By the conclusion of the training, participants will emerge equipped not only with a comprehensive understanding but also actionable skills to fortify crypto wallets effectively. With confidence and readiness, they'll navigate the evolving landscape of Web3, ensuring the safety and security of digital assets.

 Short description of what the student will know how to do, after completing the class:

- Possess a comprehensive understanding of advanced cryptographic schemes commonly used in MPC and crypto wallets.

- Demonstrate proficiency in identifying and addressing vulnerabilities in cryptographic code.

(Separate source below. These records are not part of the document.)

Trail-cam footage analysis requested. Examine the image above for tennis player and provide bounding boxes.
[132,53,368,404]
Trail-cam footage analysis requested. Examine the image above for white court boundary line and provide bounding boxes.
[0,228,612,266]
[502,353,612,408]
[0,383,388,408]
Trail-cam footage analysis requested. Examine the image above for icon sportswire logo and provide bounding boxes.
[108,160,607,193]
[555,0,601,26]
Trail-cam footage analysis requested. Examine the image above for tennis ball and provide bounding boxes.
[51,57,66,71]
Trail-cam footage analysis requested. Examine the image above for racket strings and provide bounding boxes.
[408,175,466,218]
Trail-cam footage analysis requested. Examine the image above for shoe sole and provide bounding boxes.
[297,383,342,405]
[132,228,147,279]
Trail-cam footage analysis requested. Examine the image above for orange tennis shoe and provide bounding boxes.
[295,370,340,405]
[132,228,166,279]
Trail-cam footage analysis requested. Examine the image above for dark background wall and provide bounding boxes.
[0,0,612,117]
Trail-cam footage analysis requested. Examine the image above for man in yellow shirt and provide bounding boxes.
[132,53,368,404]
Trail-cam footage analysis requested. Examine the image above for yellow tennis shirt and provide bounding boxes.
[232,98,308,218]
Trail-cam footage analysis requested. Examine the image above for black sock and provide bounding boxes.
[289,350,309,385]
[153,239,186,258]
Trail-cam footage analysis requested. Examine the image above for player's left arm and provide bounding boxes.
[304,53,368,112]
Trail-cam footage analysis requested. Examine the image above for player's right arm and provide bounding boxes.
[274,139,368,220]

- Be equipped with practical strategies to enhance the security posture of cryptographic implementations.

- Gain insights into emerging trends and best practices in secure code review within the context of Web3 and blockchain technologies.


Outline of the class:

**Day 1**

- Introduction

  - Motivation: _Here be dragons_ going in production with brand-new/experimental cryptography

- Intro to crypto wallets

- Managing Key material

  - threats

  - best practices

  - motivation for MPC and threshold schemes

- `coffee break`

- Threshold cryptography overview

  - Threshold ECDSA

  - Threshold Schnorr

- `Lunch`

- Refreshing and Resharing Keys

- Cryptographic vulnerabilities in threshold signatures

  - emphasis on *code* vulnerabilities and not *protocol* vulnerabilities

- `coffee break`

- In-class exercise:

  - mini challenges from CTF

  - (Group) micro-audit of crypto libraries

    - 3h micro-audit supervisioned of selected library or wallet

    - focus on identifying vulnerabilities discussed after lunch

 

**Day 2**

 
- Out-of-model-threats

- Attacks on the protocols

  - analysis of forget-and-forgive, golden shoe, alpha rays, ...

- `coffee break`

- Replay risks and raw signing

  - oracle attacks

  - hands-on exploration of potential vulnerabilities

- `Lunch`

- (Not) Implementing Broadcast messaging

- Review and discussion of findings and results from Day1 micro-audit

- `break`

- Key takeaways

  - summary of learning

- conclusion

- Q&A and discussion



Technical difficulty of the class:

Intermediate

Suggested prerequisites for the class:

 - Basic Knowledge of cryptography

Items students will need to provide:

 laptop

DATE: August 12th-13th, 2024

TIME: 8am to 5pm PDT

VENUE: Sahara Las Vegas

TRAINER: Luca Dolfi, Tommaso Gagliardoni, Adina Nedelcu

- 16 hours of training with a certificate of completion.
- 2 coffee breaks are provided per day
- Note: Food is not included

Registration terms and conditions:

Trainings are refundable before July 1st, the processing fee is $250.

Trainings are non-refundable after July 10th, 2024.

Training tickets may be transferred. Please email us for specifics.

Failure to attend the Training without prior written notification, will be considered a No-Show. No refund will be given.

By purchasing this ticket you agree to abide by the DCT Code of Conduct and the registration terms and conditions listed above.